Were motives of Boston bombing suspects embedded in Chechen heritage – or not?
“Chechnya has a very brutal history. You can just imagine two young Chechen boys growing up [in that violence] and then being dropped in the United States,” says Fiona Hill, an expert in Russia and its regional conflicts at the Brookings Institution in Washington. Noting how that could be “incredibly disorienting,” she adds, “And here they are in their 20s, a classic time for people to search for identity.”
Tamerlan Tsarnaev, 26, the older brother shown wearing a dark cap in FBI photos released Thursday, appears to have posted religious videos that included references to the liberation of the Muslim regions of Central Asia before the bombings Monday and the shoot-out in Watertown early Friday in Boston where he was fatally wounded.
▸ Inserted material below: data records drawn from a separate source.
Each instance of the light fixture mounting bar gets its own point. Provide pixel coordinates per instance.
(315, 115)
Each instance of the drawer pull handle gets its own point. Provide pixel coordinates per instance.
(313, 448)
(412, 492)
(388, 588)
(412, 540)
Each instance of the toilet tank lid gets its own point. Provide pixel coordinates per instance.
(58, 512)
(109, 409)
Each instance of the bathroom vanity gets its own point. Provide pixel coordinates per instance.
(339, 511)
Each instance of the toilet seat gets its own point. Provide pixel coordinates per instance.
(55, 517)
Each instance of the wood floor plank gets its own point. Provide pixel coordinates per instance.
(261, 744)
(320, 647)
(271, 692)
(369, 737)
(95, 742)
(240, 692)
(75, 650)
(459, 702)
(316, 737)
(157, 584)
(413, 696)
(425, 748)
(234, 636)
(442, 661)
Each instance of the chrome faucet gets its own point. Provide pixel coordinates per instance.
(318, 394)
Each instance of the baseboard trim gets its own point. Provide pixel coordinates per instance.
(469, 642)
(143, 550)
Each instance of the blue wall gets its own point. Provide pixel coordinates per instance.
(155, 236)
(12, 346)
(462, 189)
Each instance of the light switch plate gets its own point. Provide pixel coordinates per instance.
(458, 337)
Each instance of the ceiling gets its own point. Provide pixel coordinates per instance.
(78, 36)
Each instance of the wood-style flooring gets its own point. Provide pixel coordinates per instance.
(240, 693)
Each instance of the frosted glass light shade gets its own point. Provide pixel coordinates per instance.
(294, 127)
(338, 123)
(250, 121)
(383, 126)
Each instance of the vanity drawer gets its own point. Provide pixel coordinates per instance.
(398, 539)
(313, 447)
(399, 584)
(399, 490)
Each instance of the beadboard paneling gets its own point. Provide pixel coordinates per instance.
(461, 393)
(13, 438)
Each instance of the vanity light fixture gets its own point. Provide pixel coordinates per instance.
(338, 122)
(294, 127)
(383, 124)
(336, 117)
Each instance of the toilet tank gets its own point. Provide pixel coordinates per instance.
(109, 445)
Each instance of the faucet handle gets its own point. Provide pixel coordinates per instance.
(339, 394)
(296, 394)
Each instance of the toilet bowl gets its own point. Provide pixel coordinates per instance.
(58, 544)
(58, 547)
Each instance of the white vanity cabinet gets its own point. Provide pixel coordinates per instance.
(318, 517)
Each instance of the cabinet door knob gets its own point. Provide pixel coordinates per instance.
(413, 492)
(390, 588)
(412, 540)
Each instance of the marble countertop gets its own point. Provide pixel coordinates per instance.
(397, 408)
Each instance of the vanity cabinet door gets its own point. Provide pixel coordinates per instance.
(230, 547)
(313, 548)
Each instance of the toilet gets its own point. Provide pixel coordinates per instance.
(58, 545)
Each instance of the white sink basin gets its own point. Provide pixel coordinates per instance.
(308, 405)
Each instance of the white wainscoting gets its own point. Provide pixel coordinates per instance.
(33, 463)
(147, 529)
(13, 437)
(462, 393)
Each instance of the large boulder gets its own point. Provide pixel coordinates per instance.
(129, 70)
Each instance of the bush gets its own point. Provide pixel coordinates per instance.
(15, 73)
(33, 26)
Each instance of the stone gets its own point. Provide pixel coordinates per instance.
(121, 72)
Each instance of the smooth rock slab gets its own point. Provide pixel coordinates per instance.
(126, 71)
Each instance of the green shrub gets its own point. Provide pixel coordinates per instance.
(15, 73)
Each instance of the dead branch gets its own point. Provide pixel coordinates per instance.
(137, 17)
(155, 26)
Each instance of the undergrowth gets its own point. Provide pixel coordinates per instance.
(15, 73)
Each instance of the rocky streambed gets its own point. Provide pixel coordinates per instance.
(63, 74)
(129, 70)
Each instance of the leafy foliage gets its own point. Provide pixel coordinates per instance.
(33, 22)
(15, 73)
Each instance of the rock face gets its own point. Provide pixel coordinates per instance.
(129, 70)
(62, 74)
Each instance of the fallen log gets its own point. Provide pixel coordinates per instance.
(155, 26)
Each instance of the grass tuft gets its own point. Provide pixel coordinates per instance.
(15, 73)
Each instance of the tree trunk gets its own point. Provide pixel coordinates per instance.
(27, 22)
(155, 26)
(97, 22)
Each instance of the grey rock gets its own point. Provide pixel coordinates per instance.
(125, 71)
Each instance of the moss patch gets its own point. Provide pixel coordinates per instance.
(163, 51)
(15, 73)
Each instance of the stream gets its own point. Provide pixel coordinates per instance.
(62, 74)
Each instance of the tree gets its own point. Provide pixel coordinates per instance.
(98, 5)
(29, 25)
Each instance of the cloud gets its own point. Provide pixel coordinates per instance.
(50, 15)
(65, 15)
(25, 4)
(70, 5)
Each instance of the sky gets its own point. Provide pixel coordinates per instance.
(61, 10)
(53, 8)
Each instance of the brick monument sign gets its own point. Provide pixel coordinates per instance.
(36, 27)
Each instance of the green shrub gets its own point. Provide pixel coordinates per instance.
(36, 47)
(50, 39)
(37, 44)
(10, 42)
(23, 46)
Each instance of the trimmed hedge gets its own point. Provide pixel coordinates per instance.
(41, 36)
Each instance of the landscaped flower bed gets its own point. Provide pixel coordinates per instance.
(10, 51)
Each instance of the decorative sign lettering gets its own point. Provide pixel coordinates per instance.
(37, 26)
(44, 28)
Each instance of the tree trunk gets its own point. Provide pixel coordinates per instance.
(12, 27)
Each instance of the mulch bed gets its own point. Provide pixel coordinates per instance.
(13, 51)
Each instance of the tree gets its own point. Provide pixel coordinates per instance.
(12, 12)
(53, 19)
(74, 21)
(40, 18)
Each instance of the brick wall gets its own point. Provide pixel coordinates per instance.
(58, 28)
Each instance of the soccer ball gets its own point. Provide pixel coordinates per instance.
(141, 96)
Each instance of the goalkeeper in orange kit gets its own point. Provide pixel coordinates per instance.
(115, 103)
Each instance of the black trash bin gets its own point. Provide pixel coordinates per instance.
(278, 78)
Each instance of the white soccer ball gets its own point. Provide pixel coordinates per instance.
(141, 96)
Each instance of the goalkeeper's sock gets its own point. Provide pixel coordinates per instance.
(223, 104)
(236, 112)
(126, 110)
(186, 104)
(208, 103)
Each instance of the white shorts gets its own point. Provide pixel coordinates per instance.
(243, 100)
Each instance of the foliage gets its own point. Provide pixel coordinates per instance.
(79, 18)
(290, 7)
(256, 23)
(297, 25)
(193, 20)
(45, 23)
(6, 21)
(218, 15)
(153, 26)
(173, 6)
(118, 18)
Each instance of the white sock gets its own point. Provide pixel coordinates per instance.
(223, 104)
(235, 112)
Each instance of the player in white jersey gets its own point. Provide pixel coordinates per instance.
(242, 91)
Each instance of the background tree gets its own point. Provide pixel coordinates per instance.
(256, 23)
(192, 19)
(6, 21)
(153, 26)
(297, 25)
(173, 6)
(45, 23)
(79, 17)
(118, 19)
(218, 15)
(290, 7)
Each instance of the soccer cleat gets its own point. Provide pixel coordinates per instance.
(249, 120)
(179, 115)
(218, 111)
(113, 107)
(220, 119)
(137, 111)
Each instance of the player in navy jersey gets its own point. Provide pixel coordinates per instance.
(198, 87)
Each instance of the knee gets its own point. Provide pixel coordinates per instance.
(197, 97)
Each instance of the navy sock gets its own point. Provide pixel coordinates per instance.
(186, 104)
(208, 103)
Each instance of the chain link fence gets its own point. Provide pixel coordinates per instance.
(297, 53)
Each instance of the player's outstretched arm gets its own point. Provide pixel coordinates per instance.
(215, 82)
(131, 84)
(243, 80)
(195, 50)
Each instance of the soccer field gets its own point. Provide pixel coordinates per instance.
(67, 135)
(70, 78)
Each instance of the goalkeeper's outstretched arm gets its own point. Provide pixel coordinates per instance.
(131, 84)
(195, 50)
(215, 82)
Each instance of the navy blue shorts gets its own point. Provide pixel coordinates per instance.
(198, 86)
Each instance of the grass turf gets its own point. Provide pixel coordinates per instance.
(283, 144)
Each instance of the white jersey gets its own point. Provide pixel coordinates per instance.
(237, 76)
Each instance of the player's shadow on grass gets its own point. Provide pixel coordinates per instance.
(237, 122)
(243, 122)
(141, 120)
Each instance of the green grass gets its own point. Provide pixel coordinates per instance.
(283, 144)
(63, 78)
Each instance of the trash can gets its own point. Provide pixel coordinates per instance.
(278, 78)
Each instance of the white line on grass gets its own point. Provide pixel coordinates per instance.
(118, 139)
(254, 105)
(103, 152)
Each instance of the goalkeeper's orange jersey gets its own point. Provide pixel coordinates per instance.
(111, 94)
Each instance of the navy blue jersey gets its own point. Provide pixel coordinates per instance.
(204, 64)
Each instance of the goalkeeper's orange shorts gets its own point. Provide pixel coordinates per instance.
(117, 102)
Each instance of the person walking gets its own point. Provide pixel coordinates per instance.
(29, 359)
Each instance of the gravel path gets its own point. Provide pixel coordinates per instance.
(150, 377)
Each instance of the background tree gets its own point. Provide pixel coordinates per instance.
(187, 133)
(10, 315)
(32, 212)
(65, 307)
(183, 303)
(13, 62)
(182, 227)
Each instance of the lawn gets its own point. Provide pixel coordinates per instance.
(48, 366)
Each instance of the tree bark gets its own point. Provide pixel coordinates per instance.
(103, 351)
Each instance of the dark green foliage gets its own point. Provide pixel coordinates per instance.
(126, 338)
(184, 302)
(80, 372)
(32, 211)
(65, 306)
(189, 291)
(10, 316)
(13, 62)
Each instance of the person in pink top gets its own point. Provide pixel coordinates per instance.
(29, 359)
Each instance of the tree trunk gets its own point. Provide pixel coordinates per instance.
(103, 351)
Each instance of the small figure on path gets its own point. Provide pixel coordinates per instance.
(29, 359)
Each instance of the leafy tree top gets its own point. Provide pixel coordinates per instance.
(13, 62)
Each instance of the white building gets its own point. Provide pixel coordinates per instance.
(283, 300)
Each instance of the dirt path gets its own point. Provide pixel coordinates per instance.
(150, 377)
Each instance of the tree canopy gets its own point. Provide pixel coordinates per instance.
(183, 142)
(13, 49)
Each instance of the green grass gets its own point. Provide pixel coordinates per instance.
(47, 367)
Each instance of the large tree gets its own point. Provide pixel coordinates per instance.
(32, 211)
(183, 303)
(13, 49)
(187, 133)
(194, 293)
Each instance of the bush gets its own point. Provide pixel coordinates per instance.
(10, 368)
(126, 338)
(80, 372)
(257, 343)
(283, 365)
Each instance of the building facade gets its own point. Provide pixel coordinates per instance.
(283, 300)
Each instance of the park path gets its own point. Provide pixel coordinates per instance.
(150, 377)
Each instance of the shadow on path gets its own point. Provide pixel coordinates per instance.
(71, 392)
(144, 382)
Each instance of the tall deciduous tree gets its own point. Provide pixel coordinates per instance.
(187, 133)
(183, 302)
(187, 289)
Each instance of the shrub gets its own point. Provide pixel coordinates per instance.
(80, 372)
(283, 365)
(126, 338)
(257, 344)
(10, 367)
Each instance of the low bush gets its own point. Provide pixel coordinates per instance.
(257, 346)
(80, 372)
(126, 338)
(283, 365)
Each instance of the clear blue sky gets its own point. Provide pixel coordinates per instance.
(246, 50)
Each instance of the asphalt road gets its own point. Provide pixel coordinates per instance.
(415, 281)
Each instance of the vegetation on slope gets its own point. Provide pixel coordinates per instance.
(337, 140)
His younger brother, Dzhokar Tsarnaev, 19, the suspect shown wearing a white cap in FBI photos, was born in Kyrgyzstan but appears to have kept a page on a Russian social network where he identifies as Muslim and expresses interest in events in Chechnya, the predominantly Muslim Russian province where Russian authorities fought two ruthless wars in the 1990s and 2000s as separatists battled central Russian rule.
All of these elements could suggest that the Tsarnaev brothers carried out the marathon bombings as a result of some link to a foreign terrorist organization. But the more likely scenario, some experts say, is that the two immigrants were “lone wolves” perhaps inspired by a radical foreign ideology but acting more in a quest to assert an identity.